"Buttery" means "oils tortured into butter-like form" |
My son has a dairy allergy. Eating dairy makes him throw up
and feel generally awful. Substitute dairy products range from acceptable to
horrendous. But even the best substitutes aren’t as good as the dairy
equivalent. As a result, some common household foods are kept in duplicates at
my house: dairy and non-dairy. The conversation below concerns butter and oils-fashioned-to-look-and-taste-like-butter.
We call the latter “special butter” for simplicity.
Matthew (pointing at his special butter): Does this come
from cows?
Me: No.
Matthew: Oh. Does dairy butter come from cows?
Me: Yes. Dairy butter comes from cows. Special butter does
not.
Matthew: Oh. Does special butter come from lions?
Me:…Uh… no. Special butter does not come from lions.
Pictured: Butter factory |
This conversation got me thinking, what kind of person would
risk death to milk a wild lioness with cubs in order to turn that milk into
butter?

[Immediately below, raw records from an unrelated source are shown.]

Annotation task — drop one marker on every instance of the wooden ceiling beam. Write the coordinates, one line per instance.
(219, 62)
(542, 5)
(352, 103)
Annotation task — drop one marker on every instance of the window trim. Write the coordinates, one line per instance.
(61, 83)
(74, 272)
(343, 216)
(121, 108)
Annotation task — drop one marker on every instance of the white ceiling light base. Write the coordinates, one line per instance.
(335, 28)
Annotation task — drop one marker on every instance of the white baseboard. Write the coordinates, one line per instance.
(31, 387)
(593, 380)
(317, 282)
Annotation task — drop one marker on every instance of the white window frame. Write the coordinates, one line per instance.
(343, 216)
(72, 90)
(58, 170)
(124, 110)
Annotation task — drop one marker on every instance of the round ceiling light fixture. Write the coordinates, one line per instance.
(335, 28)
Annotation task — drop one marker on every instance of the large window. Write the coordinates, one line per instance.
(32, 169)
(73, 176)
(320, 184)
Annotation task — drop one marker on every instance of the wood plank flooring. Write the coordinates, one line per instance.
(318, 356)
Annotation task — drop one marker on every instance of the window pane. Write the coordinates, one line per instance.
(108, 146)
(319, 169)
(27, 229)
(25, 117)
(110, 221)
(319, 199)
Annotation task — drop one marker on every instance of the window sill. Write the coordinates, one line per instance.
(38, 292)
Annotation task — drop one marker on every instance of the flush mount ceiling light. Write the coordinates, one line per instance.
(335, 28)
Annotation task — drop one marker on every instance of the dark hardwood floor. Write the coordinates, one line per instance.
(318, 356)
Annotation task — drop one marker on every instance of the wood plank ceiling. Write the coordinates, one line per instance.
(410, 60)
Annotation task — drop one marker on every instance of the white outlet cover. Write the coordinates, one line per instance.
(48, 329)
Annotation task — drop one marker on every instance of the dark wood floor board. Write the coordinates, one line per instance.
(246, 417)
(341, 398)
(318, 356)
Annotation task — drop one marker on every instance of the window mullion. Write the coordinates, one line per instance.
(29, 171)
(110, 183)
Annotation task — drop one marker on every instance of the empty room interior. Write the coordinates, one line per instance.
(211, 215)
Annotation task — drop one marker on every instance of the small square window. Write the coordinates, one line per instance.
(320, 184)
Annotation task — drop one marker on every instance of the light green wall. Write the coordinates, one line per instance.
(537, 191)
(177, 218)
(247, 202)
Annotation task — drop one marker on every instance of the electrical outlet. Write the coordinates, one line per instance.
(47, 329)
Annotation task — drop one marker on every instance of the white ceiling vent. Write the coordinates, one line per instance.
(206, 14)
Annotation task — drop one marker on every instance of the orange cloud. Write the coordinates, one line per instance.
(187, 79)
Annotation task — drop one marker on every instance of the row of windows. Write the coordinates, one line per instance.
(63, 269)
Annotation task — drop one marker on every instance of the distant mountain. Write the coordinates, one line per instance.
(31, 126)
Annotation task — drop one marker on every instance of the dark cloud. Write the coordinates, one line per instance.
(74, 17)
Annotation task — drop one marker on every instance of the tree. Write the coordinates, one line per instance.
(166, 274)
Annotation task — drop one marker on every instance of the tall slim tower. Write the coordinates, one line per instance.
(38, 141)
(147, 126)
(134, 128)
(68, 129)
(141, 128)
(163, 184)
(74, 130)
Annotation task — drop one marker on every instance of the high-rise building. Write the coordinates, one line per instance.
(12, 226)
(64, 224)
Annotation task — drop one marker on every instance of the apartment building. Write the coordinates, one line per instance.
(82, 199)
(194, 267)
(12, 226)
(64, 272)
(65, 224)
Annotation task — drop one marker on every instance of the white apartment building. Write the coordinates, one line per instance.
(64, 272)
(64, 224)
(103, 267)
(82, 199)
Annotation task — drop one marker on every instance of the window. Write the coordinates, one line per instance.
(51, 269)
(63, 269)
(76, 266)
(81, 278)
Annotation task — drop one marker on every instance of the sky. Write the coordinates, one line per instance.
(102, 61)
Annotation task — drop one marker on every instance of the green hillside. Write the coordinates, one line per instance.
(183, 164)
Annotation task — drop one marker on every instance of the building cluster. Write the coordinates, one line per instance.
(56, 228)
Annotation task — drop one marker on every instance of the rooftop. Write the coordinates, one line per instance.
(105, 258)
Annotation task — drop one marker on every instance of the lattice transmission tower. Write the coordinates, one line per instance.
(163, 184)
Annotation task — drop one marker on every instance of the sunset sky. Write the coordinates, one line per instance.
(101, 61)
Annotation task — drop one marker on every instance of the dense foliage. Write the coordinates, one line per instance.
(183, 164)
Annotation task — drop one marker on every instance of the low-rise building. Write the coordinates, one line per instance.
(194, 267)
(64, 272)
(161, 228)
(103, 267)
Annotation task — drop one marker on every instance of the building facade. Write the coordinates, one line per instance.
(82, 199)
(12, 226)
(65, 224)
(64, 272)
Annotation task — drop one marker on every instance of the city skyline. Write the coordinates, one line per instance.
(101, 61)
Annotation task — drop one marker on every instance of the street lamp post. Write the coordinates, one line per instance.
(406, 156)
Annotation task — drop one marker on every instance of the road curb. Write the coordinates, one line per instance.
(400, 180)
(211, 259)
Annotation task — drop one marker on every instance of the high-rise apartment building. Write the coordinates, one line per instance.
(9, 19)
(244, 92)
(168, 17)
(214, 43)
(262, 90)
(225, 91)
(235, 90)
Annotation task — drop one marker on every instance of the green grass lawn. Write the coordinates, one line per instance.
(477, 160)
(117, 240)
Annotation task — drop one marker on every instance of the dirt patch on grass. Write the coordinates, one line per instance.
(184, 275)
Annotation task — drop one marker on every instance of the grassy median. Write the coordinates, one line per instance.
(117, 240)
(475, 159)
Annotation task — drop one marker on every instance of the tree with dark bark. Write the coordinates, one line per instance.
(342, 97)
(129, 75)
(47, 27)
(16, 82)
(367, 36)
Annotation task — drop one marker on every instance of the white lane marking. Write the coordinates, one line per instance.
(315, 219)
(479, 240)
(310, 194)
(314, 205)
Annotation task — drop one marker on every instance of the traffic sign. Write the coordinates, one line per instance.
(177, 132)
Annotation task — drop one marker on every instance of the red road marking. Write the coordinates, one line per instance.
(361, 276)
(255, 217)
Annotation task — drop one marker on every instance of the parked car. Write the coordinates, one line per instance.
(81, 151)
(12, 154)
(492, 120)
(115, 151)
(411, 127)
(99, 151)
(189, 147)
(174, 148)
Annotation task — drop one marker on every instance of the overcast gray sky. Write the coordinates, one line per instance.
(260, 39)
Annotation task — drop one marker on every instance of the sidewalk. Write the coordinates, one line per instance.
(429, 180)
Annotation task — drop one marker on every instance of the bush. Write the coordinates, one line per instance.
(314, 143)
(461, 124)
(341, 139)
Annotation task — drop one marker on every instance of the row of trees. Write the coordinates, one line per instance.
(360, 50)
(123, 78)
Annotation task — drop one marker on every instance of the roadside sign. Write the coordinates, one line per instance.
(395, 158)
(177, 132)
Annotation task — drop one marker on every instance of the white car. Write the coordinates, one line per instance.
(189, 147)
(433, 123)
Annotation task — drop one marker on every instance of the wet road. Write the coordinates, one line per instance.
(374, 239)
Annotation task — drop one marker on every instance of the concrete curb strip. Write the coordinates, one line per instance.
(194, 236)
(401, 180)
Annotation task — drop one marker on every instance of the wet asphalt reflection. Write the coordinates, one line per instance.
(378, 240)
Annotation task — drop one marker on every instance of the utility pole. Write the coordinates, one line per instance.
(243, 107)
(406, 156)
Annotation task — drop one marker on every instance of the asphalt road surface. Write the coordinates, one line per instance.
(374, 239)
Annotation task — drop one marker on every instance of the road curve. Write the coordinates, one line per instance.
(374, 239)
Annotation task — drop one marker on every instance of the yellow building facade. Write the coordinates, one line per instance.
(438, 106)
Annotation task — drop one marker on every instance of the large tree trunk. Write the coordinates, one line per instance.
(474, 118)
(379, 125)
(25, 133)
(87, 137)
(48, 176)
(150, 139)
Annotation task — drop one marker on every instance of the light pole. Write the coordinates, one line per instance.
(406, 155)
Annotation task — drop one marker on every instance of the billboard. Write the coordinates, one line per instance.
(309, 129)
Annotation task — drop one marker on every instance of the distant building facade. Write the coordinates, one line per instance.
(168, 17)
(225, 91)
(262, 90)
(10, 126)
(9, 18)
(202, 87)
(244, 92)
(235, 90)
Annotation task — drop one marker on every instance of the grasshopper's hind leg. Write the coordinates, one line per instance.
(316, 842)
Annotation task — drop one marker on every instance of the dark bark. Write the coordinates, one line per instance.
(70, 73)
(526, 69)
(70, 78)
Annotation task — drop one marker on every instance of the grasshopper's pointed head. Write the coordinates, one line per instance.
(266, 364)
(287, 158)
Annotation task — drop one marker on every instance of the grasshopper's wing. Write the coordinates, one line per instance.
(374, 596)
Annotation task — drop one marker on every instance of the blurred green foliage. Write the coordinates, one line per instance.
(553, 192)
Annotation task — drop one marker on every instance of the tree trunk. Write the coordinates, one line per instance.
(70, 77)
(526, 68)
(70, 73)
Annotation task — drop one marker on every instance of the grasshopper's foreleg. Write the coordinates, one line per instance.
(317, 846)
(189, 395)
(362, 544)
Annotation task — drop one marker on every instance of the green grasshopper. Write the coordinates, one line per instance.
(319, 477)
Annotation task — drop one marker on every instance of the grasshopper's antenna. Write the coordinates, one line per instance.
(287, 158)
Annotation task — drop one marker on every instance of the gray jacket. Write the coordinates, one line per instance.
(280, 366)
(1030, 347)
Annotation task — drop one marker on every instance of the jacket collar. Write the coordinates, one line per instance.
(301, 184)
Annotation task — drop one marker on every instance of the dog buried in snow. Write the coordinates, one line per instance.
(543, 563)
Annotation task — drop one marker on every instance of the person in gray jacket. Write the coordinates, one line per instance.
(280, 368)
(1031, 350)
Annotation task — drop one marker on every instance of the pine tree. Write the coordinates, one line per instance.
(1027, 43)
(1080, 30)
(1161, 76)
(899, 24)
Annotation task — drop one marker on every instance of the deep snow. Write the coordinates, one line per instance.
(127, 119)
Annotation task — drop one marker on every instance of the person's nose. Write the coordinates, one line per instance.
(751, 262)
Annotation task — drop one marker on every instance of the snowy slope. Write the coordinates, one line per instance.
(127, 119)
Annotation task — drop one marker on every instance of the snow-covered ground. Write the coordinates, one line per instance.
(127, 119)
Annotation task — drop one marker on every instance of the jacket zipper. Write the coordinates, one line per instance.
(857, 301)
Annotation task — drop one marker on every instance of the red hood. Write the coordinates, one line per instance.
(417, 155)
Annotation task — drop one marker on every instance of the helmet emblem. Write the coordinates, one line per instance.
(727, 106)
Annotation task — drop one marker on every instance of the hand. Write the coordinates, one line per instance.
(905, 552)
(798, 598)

This iron-willed person would look at a cow and say, “Nope. Teeth aren’t
long enough. No claws. Not dangerous enough.” Then look at a pride of lions and
say, “Yup. Gonna milk that one over there. The big one. Because my toast needs
to be buttered… by adventure.”
Lion butter: Because cows can’t kill and eat you, so there’s
no point in milking them.
Lion butter: It’s to die for.
An aside on dairy-free living:
The Nucoa buttery sticks pictured above are what we give our son in place of butter. They are remarkably okay. You can cook with them. You can spread them on toast. They like a celebrity look-alike. Close enough provided you're not looking too hard. That does not sound like an endorsement, but it's as close to one as I'm going to give. They're better than the zero other completely dairy-free butters I can buy locally. In a race of one, you're always the winner. And the loser too. But let's not dwell on that.